Luigi Bernazzani Fim Cisl

Cassa integrazione a livelli altissimi e aziende che chiudono, ma numero di addetti che tiene grazie a quelle realtà che continuano ad assumere senza risentire della crisi. E’ questa la fotografia del settore metalmeccanico piacentino scattata dal segretario della Fim-Cisl di Piacenza e Parma, Luigi Bernazzani.
Nel 2013 sono state autorizzate nella nostra provincia 680mila ore di cassa integrazione ordinaria, 1.1 milioni di cassa straordinaria e quasi 300mila ore di cassa integrazione in deroga, per un totale di oltre 2 milioni di ore di ammortizzatori sociali solo nel comparto metalmeccanico. Le aziende con addetti sono calate durante il 2013 di 68 unità: da 1858 a 1790. Ciò nonostante il numero dei dipendenti occupati è passato dai 14.119 del 2012 a 14.130 del giugno 2013.

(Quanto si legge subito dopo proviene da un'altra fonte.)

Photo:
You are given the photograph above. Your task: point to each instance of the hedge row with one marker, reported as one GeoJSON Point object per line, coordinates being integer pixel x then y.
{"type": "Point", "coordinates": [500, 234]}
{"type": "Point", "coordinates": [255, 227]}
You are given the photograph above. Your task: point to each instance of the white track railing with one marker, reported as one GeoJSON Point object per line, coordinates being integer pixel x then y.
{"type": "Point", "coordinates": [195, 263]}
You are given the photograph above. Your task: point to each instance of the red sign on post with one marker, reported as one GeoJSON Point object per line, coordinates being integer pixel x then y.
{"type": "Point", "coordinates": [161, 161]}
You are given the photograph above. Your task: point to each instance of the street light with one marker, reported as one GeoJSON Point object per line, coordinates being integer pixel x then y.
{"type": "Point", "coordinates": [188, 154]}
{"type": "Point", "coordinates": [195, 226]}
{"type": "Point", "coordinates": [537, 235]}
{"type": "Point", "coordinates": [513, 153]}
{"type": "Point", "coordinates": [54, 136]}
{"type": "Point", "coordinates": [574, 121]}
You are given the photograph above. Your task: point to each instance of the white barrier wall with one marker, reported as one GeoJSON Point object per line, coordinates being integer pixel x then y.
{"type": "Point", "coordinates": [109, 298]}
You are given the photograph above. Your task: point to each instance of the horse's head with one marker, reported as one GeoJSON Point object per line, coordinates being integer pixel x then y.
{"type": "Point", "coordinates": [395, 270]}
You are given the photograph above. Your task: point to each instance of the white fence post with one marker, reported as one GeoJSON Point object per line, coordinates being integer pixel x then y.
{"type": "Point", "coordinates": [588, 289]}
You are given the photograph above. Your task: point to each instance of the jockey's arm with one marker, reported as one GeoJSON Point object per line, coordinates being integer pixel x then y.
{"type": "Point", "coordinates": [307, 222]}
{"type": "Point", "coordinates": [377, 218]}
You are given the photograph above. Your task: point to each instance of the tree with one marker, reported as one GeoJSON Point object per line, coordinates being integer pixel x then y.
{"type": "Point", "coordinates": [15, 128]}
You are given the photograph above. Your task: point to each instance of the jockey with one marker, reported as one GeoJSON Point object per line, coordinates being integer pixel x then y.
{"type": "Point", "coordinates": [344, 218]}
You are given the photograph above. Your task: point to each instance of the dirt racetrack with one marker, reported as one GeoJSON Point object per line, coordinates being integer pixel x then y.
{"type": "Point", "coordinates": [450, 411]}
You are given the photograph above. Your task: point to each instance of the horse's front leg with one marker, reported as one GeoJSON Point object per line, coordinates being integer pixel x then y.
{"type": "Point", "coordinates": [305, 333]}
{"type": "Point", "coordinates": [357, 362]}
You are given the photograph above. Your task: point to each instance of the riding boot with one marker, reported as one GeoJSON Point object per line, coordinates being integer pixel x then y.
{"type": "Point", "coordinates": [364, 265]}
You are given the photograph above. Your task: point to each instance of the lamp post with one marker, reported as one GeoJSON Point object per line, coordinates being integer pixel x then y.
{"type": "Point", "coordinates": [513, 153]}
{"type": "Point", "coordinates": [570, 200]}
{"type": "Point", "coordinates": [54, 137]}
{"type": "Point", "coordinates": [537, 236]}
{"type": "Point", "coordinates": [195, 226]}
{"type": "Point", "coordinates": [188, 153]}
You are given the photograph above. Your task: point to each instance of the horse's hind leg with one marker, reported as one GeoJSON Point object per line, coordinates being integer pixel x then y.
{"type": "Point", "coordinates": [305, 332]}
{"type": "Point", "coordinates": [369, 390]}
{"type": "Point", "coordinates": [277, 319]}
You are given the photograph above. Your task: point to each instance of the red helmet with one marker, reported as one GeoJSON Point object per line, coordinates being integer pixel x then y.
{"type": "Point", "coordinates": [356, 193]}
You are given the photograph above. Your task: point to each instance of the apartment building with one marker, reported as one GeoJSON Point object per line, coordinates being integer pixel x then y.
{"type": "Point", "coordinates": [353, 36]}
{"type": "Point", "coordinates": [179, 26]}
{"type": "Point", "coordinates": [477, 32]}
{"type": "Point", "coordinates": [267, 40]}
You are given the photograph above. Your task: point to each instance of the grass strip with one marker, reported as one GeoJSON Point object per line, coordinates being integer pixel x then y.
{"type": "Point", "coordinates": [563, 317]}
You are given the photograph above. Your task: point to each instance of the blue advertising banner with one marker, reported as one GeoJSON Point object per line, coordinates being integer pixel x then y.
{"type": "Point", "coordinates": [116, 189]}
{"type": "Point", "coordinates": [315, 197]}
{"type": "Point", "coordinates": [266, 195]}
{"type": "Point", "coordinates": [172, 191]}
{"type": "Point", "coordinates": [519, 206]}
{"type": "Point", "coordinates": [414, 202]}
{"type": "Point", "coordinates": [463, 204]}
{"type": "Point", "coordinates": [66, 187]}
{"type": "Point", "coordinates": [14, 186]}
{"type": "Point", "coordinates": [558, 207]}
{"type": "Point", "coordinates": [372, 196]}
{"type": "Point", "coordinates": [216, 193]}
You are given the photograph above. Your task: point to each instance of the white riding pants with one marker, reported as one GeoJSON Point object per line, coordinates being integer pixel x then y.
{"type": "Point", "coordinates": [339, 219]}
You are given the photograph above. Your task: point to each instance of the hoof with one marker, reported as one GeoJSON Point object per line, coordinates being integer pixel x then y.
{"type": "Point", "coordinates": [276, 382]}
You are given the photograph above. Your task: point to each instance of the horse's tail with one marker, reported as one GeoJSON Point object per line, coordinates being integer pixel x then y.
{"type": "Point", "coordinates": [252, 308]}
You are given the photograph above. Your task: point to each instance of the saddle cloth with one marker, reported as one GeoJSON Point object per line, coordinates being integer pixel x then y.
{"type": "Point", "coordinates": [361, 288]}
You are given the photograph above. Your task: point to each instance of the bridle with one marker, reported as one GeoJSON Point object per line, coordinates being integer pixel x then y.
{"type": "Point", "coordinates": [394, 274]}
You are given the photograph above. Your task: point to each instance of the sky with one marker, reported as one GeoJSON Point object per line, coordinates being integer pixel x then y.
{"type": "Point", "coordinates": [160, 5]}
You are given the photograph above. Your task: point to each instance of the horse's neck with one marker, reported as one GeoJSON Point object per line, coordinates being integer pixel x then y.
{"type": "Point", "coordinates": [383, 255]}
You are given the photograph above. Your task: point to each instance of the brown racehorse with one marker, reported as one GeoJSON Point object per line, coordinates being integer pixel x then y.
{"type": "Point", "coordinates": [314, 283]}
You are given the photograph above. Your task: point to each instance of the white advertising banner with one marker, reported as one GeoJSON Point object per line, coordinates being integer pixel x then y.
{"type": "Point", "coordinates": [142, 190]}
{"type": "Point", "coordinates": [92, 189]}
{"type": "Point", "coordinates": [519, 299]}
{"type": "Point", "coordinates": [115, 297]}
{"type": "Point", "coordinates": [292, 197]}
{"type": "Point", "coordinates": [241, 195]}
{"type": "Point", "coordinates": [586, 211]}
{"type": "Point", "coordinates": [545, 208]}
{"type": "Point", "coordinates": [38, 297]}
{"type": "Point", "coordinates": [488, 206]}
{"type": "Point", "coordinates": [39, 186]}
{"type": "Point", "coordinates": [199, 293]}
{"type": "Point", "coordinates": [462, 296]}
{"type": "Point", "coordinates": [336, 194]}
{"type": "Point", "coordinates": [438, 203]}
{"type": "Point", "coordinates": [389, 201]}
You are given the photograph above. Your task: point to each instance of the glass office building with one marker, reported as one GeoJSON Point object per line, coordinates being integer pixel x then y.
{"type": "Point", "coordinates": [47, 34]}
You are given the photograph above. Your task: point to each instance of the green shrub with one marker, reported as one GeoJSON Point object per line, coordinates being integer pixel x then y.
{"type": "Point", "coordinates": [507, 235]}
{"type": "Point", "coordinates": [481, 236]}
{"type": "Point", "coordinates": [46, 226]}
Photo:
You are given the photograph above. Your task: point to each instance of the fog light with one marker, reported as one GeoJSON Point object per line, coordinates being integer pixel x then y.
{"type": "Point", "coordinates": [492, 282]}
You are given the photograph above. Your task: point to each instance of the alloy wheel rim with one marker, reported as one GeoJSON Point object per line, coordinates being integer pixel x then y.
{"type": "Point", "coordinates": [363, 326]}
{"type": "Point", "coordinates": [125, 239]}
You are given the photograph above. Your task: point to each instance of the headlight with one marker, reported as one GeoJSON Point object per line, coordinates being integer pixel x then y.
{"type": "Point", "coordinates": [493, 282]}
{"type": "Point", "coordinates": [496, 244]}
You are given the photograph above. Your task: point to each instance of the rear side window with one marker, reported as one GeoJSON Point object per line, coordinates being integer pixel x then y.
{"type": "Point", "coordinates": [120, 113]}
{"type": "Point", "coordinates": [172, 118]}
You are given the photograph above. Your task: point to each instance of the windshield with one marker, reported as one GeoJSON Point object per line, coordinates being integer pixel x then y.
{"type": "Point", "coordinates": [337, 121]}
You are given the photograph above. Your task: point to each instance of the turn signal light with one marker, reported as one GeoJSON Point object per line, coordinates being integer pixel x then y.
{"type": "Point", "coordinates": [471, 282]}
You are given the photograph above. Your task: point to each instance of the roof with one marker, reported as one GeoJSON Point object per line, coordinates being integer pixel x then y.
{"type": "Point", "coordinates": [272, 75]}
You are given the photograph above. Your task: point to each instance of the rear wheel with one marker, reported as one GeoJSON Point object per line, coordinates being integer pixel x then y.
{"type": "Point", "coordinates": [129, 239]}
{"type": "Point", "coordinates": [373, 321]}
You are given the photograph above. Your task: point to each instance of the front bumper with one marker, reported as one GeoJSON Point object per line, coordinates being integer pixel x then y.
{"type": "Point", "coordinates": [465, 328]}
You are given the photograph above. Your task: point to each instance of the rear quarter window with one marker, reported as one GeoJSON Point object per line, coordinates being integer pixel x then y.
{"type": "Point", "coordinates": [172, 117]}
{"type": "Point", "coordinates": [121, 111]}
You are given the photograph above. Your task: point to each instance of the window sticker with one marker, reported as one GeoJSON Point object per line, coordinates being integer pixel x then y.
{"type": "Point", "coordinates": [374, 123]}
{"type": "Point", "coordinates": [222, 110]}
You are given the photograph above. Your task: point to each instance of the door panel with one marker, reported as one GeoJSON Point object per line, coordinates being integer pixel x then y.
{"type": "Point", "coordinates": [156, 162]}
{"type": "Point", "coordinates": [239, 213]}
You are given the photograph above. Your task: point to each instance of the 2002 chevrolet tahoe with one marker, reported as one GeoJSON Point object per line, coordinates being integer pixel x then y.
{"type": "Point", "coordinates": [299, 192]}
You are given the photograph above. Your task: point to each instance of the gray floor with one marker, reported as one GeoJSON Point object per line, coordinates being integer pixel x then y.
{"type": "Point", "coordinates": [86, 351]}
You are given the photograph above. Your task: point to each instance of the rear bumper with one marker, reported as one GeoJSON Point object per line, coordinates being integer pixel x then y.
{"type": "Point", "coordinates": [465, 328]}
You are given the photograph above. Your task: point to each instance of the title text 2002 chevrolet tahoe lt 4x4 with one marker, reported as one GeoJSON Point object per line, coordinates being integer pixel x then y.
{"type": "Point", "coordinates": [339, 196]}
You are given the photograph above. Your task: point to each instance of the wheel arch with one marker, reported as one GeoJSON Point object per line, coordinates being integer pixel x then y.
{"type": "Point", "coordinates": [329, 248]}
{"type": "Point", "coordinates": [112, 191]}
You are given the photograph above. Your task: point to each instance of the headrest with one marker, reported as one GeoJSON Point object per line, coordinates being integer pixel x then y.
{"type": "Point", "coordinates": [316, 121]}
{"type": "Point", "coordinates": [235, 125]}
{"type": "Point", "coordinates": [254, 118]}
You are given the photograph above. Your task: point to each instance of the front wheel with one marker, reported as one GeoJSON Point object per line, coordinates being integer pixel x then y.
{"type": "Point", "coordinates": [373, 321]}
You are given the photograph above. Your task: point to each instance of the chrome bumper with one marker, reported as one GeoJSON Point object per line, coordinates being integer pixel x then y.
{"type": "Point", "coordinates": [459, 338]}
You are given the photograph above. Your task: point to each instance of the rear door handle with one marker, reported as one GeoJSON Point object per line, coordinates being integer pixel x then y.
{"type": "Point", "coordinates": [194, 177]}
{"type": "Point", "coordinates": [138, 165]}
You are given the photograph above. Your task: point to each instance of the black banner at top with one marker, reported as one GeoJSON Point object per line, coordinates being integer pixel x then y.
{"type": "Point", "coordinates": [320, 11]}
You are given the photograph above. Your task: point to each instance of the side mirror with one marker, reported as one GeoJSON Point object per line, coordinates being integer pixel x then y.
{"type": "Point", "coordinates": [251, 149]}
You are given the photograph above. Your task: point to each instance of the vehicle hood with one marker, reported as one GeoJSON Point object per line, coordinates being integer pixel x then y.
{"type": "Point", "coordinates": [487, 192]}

“Sono numeri impressionanti che fotografono la situazione nel nostro territorio – dice Luigi Bernazzani – anche se va fatto notare come esistano sempre più evidenti differenze tra le imprese fortemente in crisi e quelle che invece continuano ad avere, pur in un periodo difficile per tutti, risultati positivi e si propongono di assumere. A Piacenza le imprese in difficoltà, che si trovano a fare i conti con sostanziali perdite di fatturato, sono circa un terzo, ma esistono anche realtà rampanti, che non hanno avuto conseguenze negative a causa della crisi, e che lavorano principalmente con l’estero. Piccole “multinazionali tascabili” che ormai sono un modello da seguire”.